Here are some tipes, assuming you're already a graphic designer, for how to get the most out of a glowforge. The glowforge accepts SVG files.

The glowforge does not understand fonts at all, convert your text to shapes before uploading. Embedded fonts don't work, built-in fonts don't work, fonts don't work.

The glowforge has two main ways of drawing artwork, and it can also cut. It decides what is what based on color, but you can always override in the glowforge interface. Think of colors as like layers, and you can tell each color to be a different type of operation.

Generally this is how the glowforge treats shapes that have a fill color.

This is a raster mode where the glowforge will scan back and forth like an old CRT television. At standard definition I find it takes about 2 hours to do a drawing that covers the entire board.

The glowforge moves a lost faster left/right than it does up/down, so when possible you want your engraves to be wide, not tall. For example if you're engraving a long string of text try to keep it horizontal, or rotate the object until it is horizontal. That can shave off entire minutes for each row of text.

Generally this (or cut) is how the glowforge treates objects that have just a stroke defined.

In this mode the laser follow your SVG path, laying down a line that's ~0.4mm. This tends to be a fair bit faster than engraving most of the time. You need to have a really complicated design before it's better to engrave than score.


The glowforge has an 19x11 inch area it can cut in, a bit smaller if you're engraving as it needs time to decelerate the glowforge head.

Tips and tricks

Stroke fonts

For text I try to use stroke fonts, unless the client has a very specific font in mind.
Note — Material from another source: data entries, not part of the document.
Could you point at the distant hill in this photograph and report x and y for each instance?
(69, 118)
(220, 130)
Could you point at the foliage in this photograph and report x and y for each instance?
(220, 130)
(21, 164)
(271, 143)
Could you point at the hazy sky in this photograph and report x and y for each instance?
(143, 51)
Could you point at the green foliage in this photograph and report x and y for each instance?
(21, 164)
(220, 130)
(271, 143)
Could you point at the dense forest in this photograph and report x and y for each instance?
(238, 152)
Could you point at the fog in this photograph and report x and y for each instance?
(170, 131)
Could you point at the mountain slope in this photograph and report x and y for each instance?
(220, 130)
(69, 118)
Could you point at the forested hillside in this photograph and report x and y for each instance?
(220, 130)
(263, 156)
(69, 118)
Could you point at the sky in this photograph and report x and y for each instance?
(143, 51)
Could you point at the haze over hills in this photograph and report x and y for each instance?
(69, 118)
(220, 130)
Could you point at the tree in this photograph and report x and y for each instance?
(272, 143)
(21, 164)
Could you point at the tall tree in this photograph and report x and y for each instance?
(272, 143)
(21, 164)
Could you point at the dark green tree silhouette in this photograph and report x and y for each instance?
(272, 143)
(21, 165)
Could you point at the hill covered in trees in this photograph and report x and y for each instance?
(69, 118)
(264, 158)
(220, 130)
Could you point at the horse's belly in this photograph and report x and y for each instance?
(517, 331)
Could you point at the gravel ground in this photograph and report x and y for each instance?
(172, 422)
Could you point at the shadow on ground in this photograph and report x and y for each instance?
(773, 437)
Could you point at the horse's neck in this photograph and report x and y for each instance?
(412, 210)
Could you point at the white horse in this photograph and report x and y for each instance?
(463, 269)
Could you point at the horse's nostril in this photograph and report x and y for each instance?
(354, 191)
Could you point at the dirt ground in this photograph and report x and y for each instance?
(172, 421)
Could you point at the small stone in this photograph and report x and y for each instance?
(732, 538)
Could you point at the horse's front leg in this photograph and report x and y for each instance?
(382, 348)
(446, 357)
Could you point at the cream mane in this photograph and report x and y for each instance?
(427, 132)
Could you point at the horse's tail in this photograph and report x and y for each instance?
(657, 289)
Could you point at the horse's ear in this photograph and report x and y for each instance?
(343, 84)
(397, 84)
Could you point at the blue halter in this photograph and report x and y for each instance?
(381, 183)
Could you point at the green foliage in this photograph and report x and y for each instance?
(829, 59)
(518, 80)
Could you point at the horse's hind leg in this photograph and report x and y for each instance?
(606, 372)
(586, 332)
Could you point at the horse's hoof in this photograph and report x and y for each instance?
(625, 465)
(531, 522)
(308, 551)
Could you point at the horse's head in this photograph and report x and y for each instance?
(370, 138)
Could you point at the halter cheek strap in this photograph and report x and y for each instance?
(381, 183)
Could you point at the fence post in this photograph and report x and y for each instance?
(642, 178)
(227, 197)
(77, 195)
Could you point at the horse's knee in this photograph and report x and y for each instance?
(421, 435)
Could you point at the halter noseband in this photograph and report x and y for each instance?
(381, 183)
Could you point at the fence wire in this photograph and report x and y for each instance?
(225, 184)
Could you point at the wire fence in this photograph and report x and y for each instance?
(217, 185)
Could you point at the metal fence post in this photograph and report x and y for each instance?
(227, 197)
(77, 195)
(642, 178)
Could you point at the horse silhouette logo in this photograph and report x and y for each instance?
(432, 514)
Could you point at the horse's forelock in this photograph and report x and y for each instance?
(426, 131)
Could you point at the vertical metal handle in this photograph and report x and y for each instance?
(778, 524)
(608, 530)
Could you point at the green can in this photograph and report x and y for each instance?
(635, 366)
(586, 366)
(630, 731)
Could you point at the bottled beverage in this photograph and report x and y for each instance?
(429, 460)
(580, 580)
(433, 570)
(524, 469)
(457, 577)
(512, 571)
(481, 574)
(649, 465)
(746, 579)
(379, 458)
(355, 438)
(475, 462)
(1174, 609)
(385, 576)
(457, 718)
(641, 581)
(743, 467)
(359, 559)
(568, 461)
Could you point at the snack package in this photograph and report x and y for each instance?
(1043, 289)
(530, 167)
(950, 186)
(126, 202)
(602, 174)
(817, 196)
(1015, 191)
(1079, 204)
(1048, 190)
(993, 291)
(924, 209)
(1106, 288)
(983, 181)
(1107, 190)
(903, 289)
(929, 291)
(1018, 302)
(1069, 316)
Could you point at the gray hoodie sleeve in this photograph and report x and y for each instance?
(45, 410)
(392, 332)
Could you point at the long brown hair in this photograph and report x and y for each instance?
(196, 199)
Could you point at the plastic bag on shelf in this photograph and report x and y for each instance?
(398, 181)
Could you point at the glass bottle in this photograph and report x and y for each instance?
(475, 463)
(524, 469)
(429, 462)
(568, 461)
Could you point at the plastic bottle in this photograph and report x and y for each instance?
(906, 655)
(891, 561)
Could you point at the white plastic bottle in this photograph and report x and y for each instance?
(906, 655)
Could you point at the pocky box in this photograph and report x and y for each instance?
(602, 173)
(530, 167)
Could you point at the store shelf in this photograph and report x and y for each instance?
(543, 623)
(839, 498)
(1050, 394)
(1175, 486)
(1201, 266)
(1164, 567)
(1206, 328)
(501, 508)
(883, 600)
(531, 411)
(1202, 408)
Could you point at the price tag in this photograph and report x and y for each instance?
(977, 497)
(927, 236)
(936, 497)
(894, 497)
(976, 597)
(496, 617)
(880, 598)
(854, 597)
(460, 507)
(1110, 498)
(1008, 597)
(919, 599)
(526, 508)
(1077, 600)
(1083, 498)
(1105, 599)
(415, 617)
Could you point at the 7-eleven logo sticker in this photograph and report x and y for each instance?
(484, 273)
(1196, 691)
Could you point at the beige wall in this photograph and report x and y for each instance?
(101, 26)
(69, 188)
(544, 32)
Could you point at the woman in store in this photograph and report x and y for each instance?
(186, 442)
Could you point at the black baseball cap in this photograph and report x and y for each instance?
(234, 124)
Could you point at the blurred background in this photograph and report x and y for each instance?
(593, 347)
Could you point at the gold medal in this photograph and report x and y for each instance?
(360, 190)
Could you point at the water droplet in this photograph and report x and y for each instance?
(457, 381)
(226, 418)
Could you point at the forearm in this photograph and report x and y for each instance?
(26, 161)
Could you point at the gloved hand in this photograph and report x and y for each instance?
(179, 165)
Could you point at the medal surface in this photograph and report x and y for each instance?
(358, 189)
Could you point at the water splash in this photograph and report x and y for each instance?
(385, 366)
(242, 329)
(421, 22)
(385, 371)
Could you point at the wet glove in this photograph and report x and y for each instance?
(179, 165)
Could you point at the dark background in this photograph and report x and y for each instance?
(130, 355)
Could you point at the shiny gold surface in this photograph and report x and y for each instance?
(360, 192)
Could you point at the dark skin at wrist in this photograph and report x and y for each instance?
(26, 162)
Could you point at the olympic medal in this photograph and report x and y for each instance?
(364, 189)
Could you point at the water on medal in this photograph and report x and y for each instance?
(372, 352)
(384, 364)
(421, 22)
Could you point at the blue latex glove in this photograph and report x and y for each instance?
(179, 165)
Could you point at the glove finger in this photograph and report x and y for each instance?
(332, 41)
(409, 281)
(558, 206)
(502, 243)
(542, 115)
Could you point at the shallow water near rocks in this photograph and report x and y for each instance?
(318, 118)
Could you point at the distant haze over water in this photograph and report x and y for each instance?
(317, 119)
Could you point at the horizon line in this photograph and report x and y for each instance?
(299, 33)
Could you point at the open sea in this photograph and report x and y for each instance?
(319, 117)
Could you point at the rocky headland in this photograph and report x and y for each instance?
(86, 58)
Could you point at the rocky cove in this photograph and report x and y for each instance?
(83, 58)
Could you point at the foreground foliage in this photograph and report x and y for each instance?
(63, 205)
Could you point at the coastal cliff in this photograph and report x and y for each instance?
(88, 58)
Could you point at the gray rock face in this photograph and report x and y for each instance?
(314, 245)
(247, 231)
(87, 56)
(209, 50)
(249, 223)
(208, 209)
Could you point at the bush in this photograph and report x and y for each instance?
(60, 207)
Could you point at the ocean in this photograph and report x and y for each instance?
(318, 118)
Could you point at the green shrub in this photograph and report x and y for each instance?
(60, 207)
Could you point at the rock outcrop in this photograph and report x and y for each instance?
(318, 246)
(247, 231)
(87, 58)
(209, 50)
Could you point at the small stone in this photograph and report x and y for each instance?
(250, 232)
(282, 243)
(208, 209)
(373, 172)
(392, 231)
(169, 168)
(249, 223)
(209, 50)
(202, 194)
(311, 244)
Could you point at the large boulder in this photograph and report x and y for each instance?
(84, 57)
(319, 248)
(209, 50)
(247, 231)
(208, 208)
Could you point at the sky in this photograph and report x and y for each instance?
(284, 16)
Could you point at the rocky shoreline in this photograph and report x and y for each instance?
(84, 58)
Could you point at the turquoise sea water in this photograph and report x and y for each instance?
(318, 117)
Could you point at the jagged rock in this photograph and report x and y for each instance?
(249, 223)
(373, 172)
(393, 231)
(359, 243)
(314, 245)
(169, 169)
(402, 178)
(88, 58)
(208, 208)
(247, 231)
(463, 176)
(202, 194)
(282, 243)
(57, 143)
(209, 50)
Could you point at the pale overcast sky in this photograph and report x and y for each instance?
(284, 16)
A dead simple stroke font will cut incredibly fast, some of them consist of essentially one line, like you'd write a letter with a pen. More complex serif fonts are slower, but still much faster than engraving.

I use the "Hershey Text" extention built in to inkscape.

Stroke font example


list of stroke fonts

If the client requires a more specific font I just use a normal font, convert it to a path, and engrave it.